The US is not allowed to interfere in other countries’ affairs but gets away with it, a former CIA officer told RT. Philip Giraldi added that intelligence agencies’ resources shouldn’t be expended unless there’s a security threat.
Former CIA director James Woolsey admitted the US interfered in other countries’ elections and domestic affairs when it was “for a very good cause in the interests of democracy.”
When asked by Laura Ingraham on her Fox News show on Friday night whether the US interfered in other countries’ elections, he said “Probably, but it was for the good of the system in order to avoid communists taking over.”
His comments followed Friday’s revelation that a US Federal Grand Jury had indicted 13 Russian nationals and three Russian entities for allegedly interfering with the US 2016 election.
Giraldi told RT that he doesn’t think that CIA or any intelligence agency should have the authority to intervene on the ground that “it is a good cause.”
“Intelligence agencies exist legally because they are there to defend the country against a threat — and a threat could be any kind of threat — but in this case, messing around or doing good things or good works is not necessarily what you have an intelligence agency for. I think that this kind of argument is a false argument; that you should not use this kind of resource unless there is something that is threatening you,” he continued.
According to Giraldi, the US is not allowed to interfere in other countries’ affairs, “it just gets away with it.”
Giraldi explained that the only organization that really could sanction the US in terms of what it does internationally is the UN and the US has a veto.
“The US can stop any kind of action being taken against it when it chooses to act internationally as it has done recently in Syria, as it did in Iraq, as it has done in Afghanistan, Somalia, Libya, Yemen — there are many examples of what the US has done. And basically it is able to get away with these things because it is able to exercise its veto,” he added.
Giraldi also said that the US has been interfering in other counties’ elections, in the Caribbean and Latin America, since the 1930s.
“When I was in CIA in the 70s and 80s in Europe, I would say that the CIA and the US government basically were interfering in elections — almost every election that was taking place in Europe. There were legitimate concerns about communists getting in government in places like Italy and France, in Spain and Portugal. But other than that, this was just routine that the US wanted a friendly government of a certain type, and was willing to do certain things to enable that to happen,” he noted.
If we are going to claim that America has the right to interfere behind the scenes in the politics of another country, it is a little hypocritical for America to say ‘Russian intelligence has been interfering in American elections.’ You don’t get to have it both ways: Either no one should be doing this, or you accept that that’s what goes on in the world. — Gene Coyle, CIA veteran and Russia specialist.
Giraldi pointed out that the US is “basically quite as willing as anybody else to support a dictator, if the dictator is doing what we want him to do.”

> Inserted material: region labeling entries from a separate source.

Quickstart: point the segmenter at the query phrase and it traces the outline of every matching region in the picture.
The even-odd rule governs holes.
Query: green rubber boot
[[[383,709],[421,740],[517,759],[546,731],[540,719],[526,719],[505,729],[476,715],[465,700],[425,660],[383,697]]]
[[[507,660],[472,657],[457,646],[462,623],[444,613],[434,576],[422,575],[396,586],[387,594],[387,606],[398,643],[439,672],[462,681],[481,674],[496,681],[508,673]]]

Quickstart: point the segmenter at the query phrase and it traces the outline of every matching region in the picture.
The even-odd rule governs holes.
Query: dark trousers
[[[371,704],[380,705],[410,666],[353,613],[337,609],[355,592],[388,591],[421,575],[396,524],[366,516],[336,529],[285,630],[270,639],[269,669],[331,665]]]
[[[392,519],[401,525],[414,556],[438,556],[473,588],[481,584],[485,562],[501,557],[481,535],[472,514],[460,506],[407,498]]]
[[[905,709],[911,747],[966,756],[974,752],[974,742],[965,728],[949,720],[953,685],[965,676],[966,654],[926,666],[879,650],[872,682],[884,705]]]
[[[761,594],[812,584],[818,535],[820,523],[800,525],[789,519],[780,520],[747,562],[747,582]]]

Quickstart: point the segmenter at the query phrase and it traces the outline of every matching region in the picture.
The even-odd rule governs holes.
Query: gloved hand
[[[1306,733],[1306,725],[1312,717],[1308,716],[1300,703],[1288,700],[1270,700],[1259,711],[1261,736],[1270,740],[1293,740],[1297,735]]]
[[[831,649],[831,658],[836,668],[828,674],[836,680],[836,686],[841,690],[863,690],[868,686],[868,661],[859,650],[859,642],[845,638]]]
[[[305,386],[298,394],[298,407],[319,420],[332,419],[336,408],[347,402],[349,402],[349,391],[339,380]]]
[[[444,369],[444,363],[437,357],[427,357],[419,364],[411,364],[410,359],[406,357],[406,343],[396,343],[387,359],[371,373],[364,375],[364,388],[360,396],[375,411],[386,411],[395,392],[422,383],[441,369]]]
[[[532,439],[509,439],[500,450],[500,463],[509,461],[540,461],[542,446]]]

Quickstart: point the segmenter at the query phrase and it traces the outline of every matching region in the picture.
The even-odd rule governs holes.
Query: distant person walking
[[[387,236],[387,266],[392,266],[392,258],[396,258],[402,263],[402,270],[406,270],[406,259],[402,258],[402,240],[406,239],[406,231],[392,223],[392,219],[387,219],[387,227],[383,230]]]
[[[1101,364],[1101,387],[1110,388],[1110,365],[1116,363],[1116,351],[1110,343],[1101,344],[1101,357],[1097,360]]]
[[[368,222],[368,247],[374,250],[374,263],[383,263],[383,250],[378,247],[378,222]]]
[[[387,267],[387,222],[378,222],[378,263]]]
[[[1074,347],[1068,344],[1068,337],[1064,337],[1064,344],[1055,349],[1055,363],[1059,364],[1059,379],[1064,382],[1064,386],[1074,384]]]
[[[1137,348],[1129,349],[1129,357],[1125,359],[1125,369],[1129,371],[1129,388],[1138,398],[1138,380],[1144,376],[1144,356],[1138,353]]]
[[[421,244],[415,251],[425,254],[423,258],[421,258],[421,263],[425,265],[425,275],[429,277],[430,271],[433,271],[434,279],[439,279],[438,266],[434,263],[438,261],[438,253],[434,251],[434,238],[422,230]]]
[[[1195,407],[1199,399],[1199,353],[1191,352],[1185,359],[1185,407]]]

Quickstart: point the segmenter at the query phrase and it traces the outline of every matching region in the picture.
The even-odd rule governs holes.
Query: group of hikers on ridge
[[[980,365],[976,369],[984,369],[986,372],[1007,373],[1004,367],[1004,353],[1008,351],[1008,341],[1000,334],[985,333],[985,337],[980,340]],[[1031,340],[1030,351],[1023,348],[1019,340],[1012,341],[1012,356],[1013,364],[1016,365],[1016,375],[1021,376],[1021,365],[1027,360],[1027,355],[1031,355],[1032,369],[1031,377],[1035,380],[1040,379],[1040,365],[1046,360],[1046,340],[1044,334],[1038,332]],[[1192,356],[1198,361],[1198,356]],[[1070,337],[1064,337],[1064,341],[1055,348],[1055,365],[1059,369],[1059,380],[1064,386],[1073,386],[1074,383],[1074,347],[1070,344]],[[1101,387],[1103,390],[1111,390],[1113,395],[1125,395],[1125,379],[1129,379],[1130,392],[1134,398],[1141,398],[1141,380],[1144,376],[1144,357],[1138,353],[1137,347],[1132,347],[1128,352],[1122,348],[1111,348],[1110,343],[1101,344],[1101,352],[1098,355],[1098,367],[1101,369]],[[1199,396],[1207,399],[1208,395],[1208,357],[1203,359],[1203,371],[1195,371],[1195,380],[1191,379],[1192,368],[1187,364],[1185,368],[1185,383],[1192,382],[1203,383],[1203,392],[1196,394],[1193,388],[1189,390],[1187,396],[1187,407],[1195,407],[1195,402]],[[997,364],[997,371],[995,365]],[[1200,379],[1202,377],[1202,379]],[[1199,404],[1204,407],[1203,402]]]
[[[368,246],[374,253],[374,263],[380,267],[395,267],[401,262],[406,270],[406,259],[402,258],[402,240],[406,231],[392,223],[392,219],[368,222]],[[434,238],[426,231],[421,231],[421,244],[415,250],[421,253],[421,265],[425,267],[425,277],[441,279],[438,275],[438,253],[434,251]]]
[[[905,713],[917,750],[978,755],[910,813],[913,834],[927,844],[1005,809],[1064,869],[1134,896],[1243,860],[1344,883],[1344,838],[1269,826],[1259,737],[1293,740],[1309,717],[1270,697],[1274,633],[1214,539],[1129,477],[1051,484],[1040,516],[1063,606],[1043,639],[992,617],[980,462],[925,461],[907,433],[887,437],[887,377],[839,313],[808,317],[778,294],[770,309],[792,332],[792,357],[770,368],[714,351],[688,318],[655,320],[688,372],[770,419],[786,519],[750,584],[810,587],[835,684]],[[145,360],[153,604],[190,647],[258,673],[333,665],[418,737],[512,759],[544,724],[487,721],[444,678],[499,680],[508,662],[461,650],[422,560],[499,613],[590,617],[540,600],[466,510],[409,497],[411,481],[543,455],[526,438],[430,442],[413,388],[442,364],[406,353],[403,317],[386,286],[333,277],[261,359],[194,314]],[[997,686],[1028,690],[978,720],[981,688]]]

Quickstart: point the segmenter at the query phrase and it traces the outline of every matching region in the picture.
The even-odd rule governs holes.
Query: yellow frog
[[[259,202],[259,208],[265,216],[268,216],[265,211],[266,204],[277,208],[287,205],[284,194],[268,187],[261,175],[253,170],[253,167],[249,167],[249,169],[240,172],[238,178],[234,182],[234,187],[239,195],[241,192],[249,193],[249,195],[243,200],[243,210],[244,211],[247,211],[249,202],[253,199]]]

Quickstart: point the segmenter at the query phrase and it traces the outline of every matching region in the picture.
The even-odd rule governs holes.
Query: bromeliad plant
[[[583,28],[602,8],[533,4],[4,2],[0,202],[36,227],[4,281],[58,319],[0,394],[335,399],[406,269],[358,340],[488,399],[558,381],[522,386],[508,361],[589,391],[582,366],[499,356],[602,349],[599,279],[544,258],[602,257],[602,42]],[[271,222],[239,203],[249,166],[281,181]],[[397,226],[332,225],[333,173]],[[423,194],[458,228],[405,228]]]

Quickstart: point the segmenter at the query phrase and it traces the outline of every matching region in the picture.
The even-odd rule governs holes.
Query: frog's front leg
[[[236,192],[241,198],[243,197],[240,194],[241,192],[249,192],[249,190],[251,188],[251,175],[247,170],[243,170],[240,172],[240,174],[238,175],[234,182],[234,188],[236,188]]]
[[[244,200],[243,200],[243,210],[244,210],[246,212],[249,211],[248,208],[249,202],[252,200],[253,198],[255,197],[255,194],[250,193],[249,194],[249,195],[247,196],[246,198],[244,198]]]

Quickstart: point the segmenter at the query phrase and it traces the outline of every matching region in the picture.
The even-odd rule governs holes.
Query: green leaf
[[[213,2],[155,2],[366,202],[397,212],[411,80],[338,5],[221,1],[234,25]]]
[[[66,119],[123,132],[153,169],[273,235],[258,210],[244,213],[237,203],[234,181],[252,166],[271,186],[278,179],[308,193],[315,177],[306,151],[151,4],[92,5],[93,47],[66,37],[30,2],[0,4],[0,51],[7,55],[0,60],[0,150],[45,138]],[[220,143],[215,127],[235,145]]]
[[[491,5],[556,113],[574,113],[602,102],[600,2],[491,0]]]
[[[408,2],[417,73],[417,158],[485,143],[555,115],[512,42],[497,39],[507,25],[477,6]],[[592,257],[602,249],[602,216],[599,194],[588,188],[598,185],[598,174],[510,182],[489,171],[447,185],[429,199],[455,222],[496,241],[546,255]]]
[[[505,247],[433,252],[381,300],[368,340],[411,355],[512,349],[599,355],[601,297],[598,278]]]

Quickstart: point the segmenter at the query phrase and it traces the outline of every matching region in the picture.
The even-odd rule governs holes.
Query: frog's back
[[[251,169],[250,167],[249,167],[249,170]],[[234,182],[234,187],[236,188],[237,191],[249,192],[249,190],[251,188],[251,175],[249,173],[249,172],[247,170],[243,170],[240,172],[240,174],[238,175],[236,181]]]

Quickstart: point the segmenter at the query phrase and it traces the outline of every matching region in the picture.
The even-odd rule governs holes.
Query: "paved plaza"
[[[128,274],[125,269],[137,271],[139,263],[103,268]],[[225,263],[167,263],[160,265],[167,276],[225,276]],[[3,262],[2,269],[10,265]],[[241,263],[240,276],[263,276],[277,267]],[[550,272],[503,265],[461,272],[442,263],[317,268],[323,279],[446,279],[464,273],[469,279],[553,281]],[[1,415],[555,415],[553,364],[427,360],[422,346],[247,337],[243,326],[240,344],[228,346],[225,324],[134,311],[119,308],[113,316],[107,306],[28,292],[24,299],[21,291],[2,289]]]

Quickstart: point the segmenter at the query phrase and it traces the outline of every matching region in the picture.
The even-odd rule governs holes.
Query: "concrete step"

“And that is basically what all countries do. Countries use their intelligence and military resources to back up national interests,” he claimed.
Giraldi said he is “still somewhat perplexed about the allegations of these 13 Russians and 3 Russian companies,” as he suspects that this will be “less than it seems in terms of actual interference.”
“If this was a real government intelligence agency effort, it would have been better organized, it would have had better security and it would have had a much bigger budget with more people working on it. And I think in this case we are seeing something that might well be explicable in other terms than trying to destroy our democracy. It could be much ado about nothing,” he said.